From his hotel lobby in Erbil he appears on TV screens in crisp white attire, like an Iraqi Lawrence of Arabia. In fact his delusions of grandeur are almost as good as Peter O’Toole’s acting. But this ‘crown prince’, as one media outlet referred to him, is only a charlatan, who has time on his hands and some powerful sponsors. Ali Hatem Sleiman claims to be the leader of Iraq’s largest super-tribe, the Dulaim, which maybe number over 3 million members, and is a confederation of hundreds of tribes each with their own tribal elders and nominal leader. None of these recognise that Ali Hatem is the leader of the confederation yet somehow Hatem has managed to have his claim accepted as fact in the media, both Arab and foreign.
The issue of the tribal leader is overstated since the role does not exist practically, because the Dulaim confederation is not a single cohesive unit. A majority of the tribes in Anbar are part of the Dulaim confederation, yet each tribe has its own policies, such as fighting alongside the Iraqi security forces, or holding uneasy agreements with ISIS, as has been the case for the past decade.
To compound the point that Hatem is just for show, Hatem’s own great-uncles, who are actually recognised as leaders of the Dulaim, disowned him. Joel Wing, Iraq analyst at the blog Musings On Iraq, describes Hatem: “He is an opportunist. He aligned with the Anbar Awakening, the Americans, Prime Minister Maliki, the Anbar protests and now the insurgency all in his pursuit of personal power in Iraq. These moves have all failed him as today he holds no office, apparently has no real followers, and his own tribe ended up disowning him for his inflammatory statements.”
Kirk H. Sowell, a political risk analyst and the publisher of Inside Iraqi Politics, has studied the various groups of the ‘tribal revolutionaries’ and says: “We find no evidence Hatem has any substantial military organization, and aside from his personal guards, and he may not have any at all. He is a pan-Arab media star and from what we can tell, nothing more. His group is called the ‘Arab Tribes Revolutionary Council’ and no one seems to be fighting on their behalf.”
But not only is Hatem just a façade, he has actually caused much infighting and discord among the tribes themselves. In fact a gathering of Ramadi tribal leaders passed a tribal death sentence on Hatem, referring to him as a criminal.
The poster boy is always highly sought after by the media, someone dashing and able to roll off top-notch sound bites on demand, and Hatem fits the criteria to the dot. He’s worked with the Americans before, he ‘fought’ al-Qaeda so has a badge of honour, he is the ‘leader’ of a large Sunni Arab ‘tribe’, and he is available pretty much all the time, perfect for filing a story the desk chief is breathing down your neck for. So if he claims he is the tribal leader, that’s what you write after his name, without the word claimed of course. As Joel Wing says: “Ali Hatem has some of the best press of any figure in Iraq.

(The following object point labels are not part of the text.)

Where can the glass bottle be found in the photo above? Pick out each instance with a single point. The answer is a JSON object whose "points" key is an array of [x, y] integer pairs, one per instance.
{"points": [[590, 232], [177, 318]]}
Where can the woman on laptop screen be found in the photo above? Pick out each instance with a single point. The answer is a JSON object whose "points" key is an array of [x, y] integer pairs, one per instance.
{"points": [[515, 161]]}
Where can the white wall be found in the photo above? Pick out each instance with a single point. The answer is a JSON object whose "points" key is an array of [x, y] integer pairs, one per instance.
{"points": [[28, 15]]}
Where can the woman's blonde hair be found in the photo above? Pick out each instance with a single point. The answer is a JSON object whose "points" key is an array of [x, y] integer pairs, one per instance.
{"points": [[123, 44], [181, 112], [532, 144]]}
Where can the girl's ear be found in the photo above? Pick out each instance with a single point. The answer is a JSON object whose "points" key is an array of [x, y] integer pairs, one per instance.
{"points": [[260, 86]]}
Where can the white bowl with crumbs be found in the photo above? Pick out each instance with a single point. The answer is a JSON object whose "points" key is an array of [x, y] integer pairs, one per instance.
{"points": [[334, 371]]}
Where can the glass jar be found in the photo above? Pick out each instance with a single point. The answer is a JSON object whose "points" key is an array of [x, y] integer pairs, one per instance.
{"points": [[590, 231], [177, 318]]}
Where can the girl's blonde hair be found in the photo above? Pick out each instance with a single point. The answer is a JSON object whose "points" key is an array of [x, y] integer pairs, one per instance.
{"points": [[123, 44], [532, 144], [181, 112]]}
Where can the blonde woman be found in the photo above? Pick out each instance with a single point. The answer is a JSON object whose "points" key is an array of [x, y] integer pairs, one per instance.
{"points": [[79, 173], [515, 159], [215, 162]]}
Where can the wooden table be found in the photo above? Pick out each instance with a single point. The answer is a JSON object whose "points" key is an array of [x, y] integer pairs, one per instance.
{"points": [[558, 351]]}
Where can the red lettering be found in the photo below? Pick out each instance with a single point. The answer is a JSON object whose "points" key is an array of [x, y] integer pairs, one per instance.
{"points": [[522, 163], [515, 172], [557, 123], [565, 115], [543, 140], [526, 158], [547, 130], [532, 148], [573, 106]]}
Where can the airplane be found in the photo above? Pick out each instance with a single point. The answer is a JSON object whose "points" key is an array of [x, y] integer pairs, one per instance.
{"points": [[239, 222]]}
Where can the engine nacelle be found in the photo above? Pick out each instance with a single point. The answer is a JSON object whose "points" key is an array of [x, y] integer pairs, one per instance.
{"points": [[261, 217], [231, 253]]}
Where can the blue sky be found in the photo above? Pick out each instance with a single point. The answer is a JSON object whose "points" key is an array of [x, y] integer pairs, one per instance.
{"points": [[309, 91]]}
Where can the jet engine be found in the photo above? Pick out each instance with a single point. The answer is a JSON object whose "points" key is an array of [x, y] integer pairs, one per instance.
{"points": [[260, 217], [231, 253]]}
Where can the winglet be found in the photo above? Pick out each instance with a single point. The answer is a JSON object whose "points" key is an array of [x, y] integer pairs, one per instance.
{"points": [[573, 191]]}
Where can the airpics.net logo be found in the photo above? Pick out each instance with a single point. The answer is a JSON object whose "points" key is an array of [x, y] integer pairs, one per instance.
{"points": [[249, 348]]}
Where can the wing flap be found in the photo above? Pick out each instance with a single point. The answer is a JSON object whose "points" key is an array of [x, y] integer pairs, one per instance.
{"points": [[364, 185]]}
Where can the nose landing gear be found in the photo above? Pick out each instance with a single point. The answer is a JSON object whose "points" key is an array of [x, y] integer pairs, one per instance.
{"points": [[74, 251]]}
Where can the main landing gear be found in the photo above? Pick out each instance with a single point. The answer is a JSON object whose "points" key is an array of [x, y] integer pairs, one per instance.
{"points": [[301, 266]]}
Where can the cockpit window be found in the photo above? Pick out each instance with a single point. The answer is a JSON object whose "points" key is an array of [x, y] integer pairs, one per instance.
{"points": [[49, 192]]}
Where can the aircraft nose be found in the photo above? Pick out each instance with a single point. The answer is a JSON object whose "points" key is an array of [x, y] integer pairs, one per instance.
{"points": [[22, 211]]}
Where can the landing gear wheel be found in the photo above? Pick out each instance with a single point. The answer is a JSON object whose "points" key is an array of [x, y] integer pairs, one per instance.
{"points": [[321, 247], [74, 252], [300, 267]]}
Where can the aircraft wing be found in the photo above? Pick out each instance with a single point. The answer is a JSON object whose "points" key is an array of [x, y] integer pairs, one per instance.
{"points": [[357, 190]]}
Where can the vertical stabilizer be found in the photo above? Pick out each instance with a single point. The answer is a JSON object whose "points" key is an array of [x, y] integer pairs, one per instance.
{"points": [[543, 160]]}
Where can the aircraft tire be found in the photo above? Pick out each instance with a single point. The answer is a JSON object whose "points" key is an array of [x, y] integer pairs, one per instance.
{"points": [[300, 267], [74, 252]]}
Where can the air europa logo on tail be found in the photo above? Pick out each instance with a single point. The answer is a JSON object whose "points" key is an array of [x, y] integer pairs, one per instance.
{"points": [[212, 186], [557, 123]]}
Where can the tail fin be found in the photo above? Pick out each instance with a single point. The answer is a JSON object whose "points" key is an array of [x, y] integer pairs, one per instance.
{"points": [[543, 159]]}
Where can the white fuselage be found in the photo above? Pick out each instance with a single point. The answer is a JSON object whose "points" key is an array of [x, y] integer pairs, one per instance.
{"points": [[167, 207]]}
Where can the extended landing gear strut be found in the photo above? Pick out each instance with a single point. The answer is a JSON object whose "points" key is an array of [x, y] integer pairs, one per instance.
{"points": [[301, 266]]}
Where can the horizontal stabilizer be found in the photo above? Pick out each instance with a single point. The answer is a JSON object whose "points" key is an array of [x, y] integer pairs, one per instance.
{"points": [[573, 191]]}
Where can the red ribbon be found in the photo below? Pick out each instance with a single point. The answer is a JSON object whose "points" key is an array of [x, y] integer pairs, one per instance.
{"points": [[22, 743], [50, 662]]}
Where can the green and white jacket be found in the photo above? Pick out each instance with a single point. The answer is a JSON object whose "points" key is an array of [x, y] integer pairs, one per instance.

For some reason Sleiman has become the sheikh to talk to about the insurgency by both the western and Arab press.”
His sponsors paying for his name and image (and the hotel room) need him to threaten Baghdad with, or at least to use the media for that. Some are Americans raging on about getting the tribes aboard, arming them so they can fight ISIS, others are Gulf Arabs complaining about the lack of inclusivity and the need for Sunnis to lead the Sunnis. Were it possible that Hatem is actually capable of doing so and being that fighting leader then that might not be such a bad thing. But unfortunately it’s a case of his bark being worse than his bite.
In the end you cannot blame Hatem for trying. There is money, weapons, influence and political positions up for grabs. The Americans threw those at some tribes in return for outsourcing the battle against Al-Qaeda, creating the Sawha militias and calling them ‘Sons of Iraq’. They created yet another culture of money talks when dealing with Iraq, opening it up to corruption and abuse. This has plagued the good people of Anbar in particular, who suffer from poor leaders and a cycle of treacherous violence. Some US military officials say Hatem did a job then so he can do it again, but that job was America sweeping it’s dirt under Iraq’s carpet and walking away as if nothing happened.